Groundbreaking findings bring hope for faster and better recovery after stroke
An effective treatment for most stroke victims — even those who, today, are unable to gain access to care within the first few hours. This is the goal of an experimental method that has been tested with great success in an international study headed by the University of Gothenburg.
The work now published in the Journal of Clinical Investigation is a multicenter study in which researchers at the Universities of Gothenburg and Cologne implemented parallel testing of an experimental stroke treatment on mice. The study was conducted in collaboration with researchers at the Czech Academy of Sciences.
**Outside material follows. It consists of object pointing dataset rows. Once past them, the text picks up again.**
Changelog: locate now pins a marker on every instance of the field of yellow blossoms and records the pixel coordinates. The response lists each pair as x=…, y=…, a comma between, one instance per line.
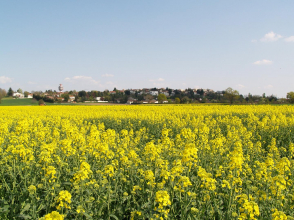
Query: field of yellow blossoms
x=147, y=162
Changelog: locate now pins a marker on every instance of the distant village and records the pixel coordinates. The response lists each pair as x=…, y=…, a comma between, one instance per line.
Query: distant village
x=143, y=96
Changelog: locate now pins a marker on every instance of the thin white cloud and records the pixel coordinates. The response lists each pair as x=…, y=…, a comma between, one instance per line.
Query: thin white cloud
x=5, y=79
x=82, y=79
x=289, y=39
x=268, y=87
x=107, y=75
x=271, y=37
x=240, y=86
x=263, y=62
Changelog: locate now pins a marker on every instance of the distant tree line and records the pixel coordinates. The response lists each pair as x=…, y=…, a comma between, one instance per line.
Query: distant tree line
x=189, y=95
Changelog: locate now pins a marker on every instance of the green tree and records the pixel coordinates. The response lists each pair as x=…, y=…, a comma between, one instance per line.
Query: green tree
x=161, y=97
x=290, y=97
x=2, y=93
x=65, y=96
x=231, y=94
x=10, y=92
x=185, y=100
x=148, y=98
x=41, y=102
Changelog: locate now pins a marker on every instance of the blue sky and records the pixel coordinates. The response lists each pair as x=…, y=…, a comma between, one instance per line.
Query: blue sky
x=97, y=45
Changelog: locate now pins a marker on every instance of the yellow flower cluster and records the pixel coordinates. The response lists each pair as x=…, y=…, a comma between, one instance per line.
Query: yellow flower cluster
x=64, y=199
x=147, y=162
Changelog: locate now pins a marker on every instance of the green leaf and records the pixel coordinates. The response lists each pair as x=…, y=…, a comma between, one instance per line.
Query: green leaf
x=27, y=207
x=25, y=216
x=87, y=215
x=113, y=216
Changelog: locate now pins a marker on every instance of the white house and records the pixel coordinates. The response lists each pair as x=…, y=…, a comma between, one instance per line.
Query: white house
x=153, y=92
x=166, y=93
x=18, y=95
x=71, y=98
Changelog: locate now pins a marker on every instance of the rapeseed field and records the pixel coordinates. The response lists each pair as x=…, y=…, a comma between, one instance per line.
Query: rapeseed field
x=147, y=162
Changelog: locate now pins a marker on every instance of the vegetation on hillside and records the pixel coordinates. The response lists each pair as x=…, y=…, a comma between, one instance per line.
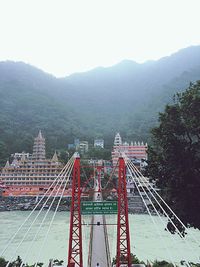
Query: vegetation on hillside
x=174, y=159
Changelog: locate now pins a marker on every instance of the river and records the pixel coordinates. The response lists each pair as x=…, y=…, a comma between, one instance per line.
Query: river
x=147, y=241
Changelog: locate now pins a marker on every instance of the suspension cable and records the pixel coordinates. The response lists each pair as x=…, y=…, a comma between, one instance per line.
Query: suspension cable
x=166, y=205
x=52, y=219
x=156, y=227
x=180, y=234
x=13, y=237
x=58, y=180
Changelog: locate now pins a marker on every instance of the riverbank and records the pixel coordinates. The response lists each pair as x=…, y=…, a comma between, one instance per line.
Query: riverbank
x=29, y=203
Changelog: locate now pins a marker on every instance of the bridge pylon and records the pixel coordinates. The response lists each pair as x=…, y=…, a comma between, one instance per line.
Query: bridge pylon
x=123, y=235
x=75, y=234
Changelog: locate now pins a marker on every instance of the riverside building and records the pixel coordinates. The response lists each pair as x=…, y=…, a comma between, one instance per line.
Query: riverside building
x=134, y=151
x=30, y=175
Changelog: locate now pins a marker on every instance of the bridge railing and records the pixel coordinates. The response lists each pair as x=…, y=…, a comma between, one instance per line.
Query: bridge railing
x=106, y=242
x=90, y=242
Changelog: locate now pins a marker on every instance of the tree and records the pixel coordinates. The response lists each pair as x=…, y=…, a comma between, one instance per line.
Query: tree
x=174, y=158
By giving mice a molecule, the complement peptide C3a, in nasal drops, the scientists saw them recover motor function faster and better after stroke compared with mice that had received nasal drops with a placebo. These results confirm and extend a previous study at the University of Gothenburg and the current study design further strengthens their credibility.
“We see the same positive effects in experiments done in Sweden and in Germany, which makes the results much more robust,” says Marcela Pekna, Professor of Neuroimmunology at Sahlgrenska Academy, University of Gothenburg, who led the study.
No racing against time
One crucial point is that the treatment was not initiated until seven days after the stroke. In a conceivable future, most stroke patients could thus be included — even those who do not reach a hospital in time or who, for other reasons, are not helped by clot-dissolving drugs (thrombolysis) or mechanical clot removal (thrombectomy).
“With this method, there’s no need to race against the clock. If the treatment is used in clinical practice, all stroke patients could receive it, even those who arrive at the hospital too late for thrombolysis or thrombectomy. Those who have remaining disability after the clot is removed could improve with this treatment too,” Pekna says.
The study demonstrates not only very distinct positive effects but also identifies the underlying cellular and molecular processes in the brain. Magnetic resonance imaging (MRI) showed that the treatment with C3a peptide increased the formation of new connections among nerve cells in the mouse brains.
Milos Pekny, Professor at the Department of Clinical Neuroscience at Sahlgrenska Academy, University of Gothenburg, participated in the study.
“Our results show,” he says, “that the C3a peptide affects the function of astrocytes — that is, cells that control many of the nerve cells' functions in both the healthy and the diseased brain — and which signals astrocytes send to nerve cells.”
Despite advances in emergency care, the most common form of stroke, ischemic stroke, is still a major cause of long-term disability, including impaired speech and mobility. The researchers emphasize that stroke treatment is not solely a matter of prompt interventions in the first hours after symptom onset.
“There is great potential for substantial improvement even at a later stage. Since the molecule was administered in nasal drops, the treatment could be given at home by relatives or the patients themselves,” Pekny says.
Timing is also of importance when it comes to the C3a peptide treatment. If the molecule is given too soon, it might increase the amount of inflammatory cells in the brain. The study also shows that the positive outcomes in experimental animals persist long after the treatment is discontinued.
“The good effect remains,” Pekna says, “and that is important. It means that this is real. And we know more about how the C3a peptide works. Our ambition is to develop the method to make it usable in clinical practice, but to get there, and especially to be able to carry out the necessary clinical trials, we need to team up with a partner in the pharmaceutical industry,” she concludes.